Two goals of the presentation are to identify hidden issues and predict future issues, thereby reducing reactive activities that result in unbudgeted costs. Kirkwood walks you through a plan for reducing reactive maintenance, how to conduct a thermal performance audit to identify underperforming systems, short-term versus long-term solutions, and the financial impacts of unplanned outages and lost generation.

Unfortunately, this presentation was not recorded for post-presentation viewing. However, you can write the speaker for a copy of his informative presentation at brady.kirkwood@ethosenergygroup.com.

EthosEnergy

Decrease cost and simplify outage planning with zero-leak-time components, John Jensen, VP new-product commercialization, EthosEnergy Group.

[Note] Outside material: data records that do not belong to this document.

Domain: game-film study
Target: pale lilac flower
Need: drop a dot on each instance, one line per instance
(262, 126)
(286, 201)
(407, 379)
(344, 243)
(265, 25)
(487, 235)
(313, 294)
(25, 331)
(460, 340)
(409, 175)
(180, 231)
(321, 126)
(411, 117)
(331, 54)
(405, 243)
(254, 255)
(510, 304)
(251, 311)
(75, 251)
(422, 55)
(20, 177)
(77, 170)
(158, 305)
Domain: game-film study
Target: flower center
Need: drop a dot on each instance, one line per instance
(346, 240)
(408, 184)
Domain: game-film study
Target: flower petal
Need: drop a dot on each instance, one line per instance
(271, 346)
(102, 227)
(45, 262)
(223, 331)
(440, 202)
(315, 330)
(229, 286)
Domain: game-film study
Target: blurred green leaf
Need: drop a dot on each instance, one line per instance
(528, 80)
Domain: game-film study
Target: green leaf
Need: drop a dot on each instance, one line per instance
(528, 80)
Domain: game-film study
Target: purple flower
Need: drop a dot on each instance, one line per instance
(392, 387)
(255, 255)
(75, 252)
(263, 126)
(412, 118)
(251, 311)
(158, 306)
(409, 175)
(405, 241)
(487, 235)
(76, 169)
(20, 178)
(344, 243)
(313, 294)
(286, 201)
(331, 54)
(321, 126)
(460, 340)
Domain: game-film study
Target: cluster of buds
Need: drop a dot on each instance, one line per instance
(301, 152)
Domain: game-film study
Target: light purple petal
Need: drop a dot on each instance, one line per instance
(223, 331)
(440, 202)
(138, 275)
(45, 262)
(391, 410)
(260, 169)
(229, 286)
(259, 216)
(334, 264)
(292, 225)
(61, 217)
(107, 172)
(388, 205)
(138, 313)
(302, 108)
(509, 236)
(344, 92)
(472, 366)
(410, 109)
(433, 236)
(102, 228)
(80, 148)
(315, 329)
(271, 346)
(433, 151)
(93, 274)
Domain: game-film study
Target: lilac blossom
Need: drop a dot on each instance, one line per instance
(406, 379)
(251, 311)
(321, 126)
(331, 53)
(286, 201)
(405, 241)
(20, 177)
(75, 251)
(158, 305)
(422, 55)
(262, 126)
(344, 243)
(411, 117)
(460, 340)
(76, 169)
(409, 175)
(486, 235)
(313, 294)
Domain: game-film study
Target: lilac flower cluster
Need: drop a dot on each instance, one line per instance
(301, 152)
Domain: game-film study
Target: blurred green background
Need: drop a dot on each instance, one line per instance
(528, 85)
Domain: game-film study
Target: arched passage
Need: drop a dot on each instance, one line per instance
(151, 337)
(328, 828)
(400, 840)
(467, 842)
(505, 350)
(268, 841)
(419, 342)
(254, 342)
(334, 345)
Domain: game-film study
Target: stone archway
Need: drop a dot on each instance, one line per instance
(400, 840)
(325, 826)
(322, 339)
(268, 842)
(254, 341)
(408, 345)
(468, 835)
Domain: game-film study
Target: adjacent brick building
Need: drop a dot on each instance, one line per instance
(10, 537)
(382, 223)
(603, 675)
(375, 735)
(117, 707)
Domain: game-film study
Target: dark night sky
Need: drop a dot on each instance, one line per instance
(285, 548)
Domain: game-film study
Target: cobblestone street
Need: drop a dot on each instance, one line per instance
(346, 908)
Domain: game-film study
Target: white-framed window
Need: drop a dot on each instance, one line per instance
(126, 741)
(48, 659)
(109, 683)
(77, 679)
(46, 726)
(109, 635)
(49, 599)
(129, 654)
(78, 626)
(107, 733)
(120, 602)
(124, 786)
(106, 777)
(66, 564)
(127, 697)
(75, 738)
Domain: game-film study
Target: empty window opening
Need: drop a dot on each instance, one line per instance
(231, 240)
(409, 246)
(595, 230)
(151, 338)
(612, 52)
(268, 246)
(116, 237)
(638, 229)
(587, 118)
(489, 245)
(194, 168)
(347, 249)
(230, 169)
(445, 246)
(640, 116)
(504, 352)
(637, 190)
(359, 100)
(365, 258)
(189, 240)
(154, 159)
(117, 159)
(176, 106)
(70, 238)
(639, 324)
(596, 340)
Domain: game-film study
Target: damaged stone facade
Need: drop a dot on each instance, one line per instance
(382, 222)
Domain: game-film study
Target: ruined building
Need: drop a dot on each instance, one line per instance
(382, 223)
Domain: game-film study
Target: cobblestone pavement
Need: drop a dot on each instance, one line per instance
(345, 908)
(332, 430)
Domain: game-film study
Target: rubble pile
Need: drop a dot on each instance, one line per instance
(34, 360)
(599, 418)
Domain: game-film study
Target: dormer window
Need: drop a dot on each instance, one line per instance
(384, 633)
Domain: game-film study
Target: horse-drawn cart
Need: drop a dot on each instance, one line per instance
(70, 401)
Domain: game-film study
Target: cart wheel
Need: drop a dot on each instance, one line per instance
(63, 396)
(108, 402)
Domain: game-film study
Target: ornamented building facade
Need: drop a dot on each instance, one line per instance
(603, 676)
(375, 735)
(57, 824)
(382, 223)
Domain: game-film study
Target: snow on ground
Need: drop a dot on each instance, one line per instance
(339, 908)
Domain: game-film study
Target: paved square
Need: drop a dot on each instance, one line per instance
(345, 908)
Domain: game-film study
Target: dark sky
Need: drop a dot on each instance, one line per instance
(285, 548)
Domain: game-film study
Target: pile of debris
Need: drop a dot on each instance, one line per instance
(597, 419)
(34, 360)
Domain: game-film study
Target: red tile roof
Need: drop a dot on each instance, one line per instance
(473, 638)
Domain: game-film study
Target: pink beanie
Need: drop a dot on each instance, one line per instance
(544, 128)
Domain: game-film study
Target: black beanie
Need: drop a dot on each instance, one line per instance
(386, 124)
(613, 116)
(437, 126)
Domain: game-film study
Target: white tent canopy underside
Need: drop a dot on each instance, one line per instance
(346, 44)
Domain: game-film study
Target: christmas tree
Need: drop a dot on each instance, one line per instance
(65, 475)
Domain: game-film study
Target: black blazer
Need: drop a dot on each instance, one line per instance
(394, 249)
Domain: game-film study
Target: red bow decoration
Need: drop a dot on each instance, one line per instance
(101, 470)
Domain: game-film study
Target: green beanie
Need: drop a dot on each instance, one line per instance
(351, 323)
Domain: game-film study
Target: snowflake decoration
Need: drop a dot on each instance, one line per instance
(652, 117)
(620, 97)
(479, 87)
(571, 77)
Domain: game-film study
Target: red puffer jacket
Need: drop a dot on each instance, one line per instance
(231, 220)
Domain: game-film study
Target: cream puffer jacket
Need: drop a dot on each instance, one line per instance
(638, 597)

John Jensen covers the range of flexible EEG solutions geared towards improving the accuracy of your gas-turbine outage plan and reducing the risk inherent in traditional component repair services. Presentation takeaways include the following:

    • Understand the obstacles to improving outage planning.
    • How to remove component repairs from outage planning.
    • EEG’s commitment to supporting customers with outage planning and emergency situations.

Jensen says EEG has the depth to effectively and efficiently manage risks in repairs, parts manufacturing, rotor life extension, multi-year maintenance contracts, and plant operations and maintenance. Its capital-parts exchange capabilities eliminate lead-time risk and scope creep of traditional repairs. Repair fallout risk is mitigated by accommodating it outside the plant’s schedule.